Notably, transfer learning – the transfer of knowledge from an already trained model – enabled accurate forecasts even in regions with limited installed capacity and historical data, making the approach particularly valuable for new solar sites.
For grid operators, improved forecasting translates directly into better system management. As the researchers noted, AI-driven forecasts can help “optimize energy distribution and demand response systems,” enabling more efficient use of solar power and reducing the operational challenges associated with renewable variability.
As highlighted in ETIP SNET’s publications, the application of AI in grid operations is still largely being driven by research institutes and academia. Encouragingly, the development of open-source models could help translate these advances into scalable commercial solutions.
Beyond system balancing, AI is already being deployed in predictive maintenance, enabling grid operators to detect faults earlier, reduce outages, and extend asset lifetimes. By analyzing data from sensors and historical performance, these systems can identify potential failures before they occur, allowing operators to intervene proactively rather than reactively. Similar approaches are already being deployed by utilities and technology providers, with companies such as Siemens and Kraken Technologies applying AI to optimize grid operations, manage distributed assets, and improve system efficiency in real-world networks.

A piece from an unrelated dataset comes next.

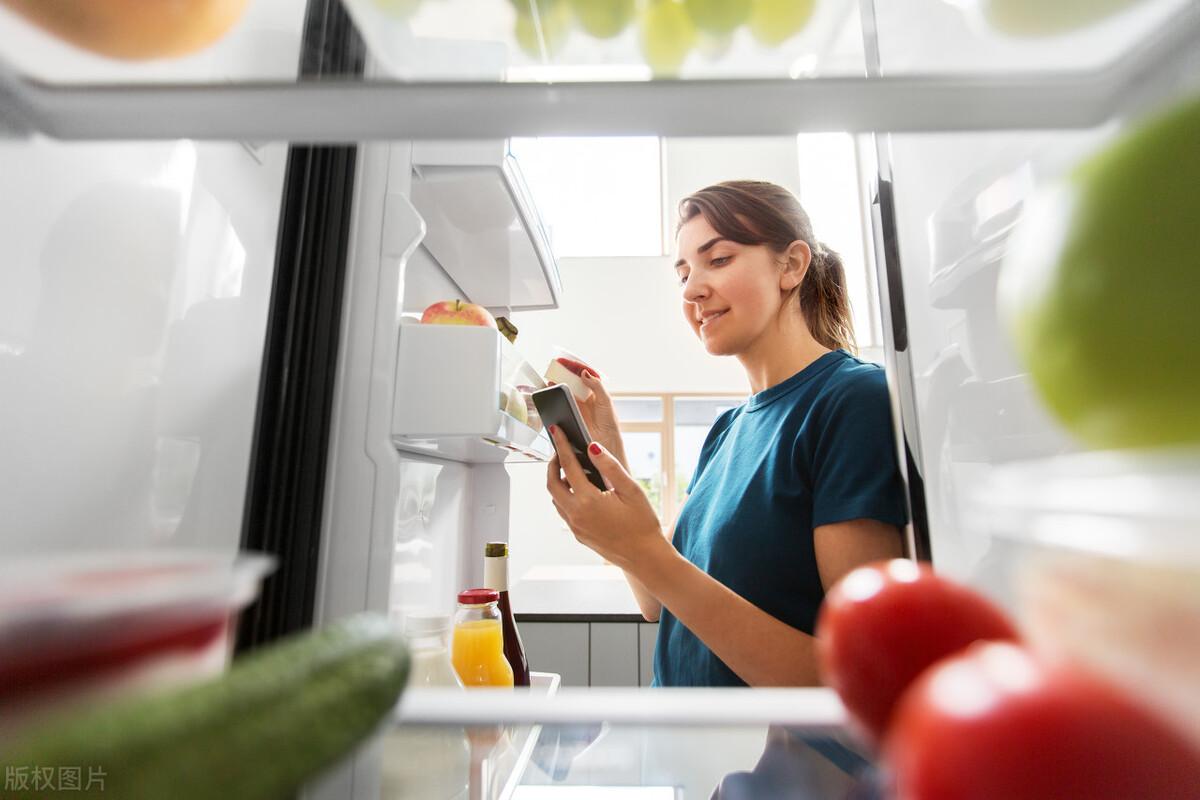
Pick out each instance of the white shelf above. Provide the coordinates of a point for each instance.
(448, 404)
(481, 224)
(357, 110)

The economic case for AI grid integration is undeniable. Improved forecasting alone has been shown to reduce operating reserve costs by 10–15 percent in some systems, according to analysis by the International Renewable Energy Agency (IRENA). While Montel’s report underscores the high cost of inefficiencies in the United Kingdom’s grid operation, similar dynamics are at play all across Europe. In Germany alone, curtailment costs in 2025 reached a staggering EUR 435 million.
And investors are taking note. Gerard Reid, co-founder of London-based corporate finance firm Alexa Capital, has described AI as “the greatest technology shift in the history of mankind.” Within electricity networks specifically, he argues, “digitalization is reshaping the energy system from within.”